Viel Applaus erntete am Ende Carsten Stopka. Der Fußball-Obmann nahm die Klubs ganz konkret in die Pflicht, bei in der Sportgerichtsbarkeit aktenkundig gewordenen Wiederholungstätern "genau hinzusehen, ob man solche Spieler verpflichtet". Jeder Mensch habe das Recht auf eine zweite Chance, "nicht aber auf eine vierte oder fünfte". Stopka appellierte zugleich an die Klub-Verantwortlichen, die rosarote Vereinsbrille abzusetzen: "Jeder muss sich an die eigene Nase fassen, wenn wir die Probleme gemeinsam in den Griff bekommen wollen." So nahm ein anfangs langatmiger Abend noch ein versöhnliches Ende.

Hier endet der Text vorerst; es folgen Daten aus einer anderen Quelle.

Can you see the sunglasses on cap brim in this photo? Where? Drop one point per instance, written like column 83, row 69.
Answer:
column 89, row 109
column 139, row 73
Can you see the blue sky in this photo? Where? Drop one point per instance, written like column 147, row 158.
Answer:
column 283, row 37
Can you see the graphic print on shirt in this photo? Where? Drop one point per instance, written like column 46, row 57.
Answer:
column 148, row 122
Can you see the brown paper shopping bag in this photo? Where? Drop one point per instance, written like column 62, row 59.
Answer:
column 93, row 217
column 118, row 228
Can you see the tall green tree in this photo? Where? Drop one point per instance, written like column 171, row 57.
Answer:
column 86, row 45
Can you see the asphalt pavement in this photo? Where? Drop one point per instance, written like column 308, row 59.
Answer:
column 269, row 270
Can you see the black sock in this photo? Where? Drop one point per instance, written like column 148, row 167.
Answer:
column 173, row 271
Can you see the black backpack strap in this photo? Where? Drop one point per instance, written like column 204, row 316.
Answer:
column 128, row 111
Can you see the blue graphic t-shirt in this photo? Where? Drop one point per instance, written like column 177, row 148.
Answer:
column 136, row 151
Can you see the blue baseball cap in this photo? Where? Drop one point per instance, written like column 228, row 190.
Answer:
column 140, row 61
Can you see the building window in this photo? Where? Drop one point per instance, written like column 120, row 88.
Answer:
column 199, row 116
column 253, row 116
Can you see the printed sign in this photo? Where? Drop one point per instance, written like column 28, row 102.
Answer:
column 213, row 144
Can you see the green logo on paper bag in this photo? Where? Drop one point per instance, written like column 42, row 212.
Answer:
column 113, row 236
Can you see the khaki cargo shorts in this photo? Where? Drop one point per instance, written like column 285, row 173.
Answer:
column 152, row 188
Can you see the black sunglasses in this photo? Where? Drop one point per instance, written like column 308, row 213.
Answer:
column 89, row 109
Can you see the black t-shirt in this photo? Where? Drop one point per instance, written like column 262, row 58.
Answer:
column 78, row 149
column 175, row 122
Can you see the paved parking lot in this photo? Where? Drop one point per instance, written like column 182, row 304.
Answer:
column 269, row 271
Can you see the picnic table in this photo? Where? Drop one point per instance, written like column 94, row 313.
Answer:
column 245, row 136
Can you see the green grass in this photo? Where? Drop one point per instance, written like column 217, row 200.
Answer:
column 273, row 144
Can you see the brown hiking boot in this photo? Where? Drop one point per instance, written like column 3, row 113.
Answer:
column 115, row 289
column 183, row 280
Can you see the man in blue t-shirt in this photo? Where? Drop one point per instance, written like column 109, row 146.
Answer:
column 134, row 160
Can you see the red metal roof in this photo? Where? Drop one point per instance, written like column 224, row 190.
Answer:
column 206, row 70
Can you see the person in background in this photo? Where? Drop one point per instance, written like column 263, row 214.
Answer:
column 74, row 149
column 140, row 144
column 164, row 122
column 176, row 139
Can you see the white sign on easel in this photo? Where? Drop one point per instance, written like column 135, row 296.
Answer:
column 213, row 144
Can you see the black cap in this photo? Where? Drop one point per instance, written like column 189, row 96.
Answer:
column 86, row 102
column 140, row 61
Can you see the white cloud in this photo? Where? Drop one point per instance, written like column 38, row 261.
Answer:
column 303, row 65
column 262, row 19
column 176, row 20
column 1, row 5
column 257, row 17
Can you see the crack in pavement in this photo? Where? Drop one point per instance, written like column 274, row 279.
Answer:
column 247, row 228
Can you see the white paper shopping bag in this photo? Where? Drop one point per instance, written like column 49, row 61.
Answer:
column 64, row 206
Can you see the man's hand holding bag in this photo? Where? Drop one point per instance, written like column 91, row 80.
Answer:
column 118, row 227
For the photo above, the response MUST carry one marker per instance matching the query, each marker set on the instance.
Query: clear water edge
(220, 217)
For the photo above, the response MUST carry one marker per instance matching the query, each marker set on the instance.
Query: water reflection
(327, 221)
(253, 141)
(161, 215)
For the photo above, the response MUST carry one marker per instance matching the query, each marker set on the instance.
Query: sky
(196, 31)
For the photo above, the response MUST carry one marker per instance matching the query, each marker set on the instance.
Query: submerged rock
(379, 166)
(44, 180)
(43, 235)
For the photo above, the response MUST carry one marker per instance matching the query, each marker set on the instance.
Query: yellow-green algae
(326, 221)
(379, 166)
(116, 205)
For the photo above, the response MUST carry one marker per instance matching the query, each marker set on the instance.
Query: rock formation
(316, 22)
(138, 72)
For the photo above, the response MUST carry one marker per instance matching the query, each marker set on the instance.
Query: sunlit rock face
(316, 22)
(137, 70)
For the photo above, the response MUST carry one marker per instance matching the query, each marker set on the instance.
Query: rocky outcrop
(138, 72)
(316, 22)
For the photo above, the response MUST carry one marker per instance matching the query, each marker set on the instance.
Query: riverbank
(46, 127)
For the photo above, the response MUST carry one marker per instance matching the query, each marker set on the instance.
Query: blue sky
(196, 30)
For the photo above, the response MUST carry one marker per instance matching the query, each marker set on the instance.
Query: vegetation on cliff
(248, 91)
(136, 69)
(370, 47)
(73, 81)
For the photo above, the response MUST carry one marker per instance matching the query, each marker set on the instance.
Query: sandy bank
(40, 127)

Fraglich bleibt nur, ob die Appelle fruchten. In der Vergangenheit gab es schon öfter Gesprächsrunden zu dem Thema. Mal vom Kreis initiiert, mal von den Vereinen selber. Stets wurde von allen Seiten Besserung gelobt. Viel geändert hat sich indes nicht. Die Krux an dem Problem, das sich längst weit über den Fußball hinaus in unserer Gesellschaft manifestiert hat, ist und bleibt die Umsetzung der vollmundigen Absichtserklärungen. Wer führt Kontrollen durch? Wer kennt die potenziellen Übeltäter? Reicht der aktuelle Strafenkatalog der Spruchkammern aus? Können und sollen Vereine für das Fehlverhalten Einzelner mitbestraft werden? Wie hoch darf der Druck auf Klubs und Spieler werden, ohne dass der Amateursport und seine Vereine kaputtgehen?

Richtig ist aber auch: Wenngleich es keine simplen Lösungen für die vielen Fragen gibt – sich zurückzuziehen und nichts zu tun, ist in jedem Fall der falsche Weg. Deswegen haben der Fußballkreis und seine Mitstreiter Unterstützung verdient. Vielleicht hilft's ja doch.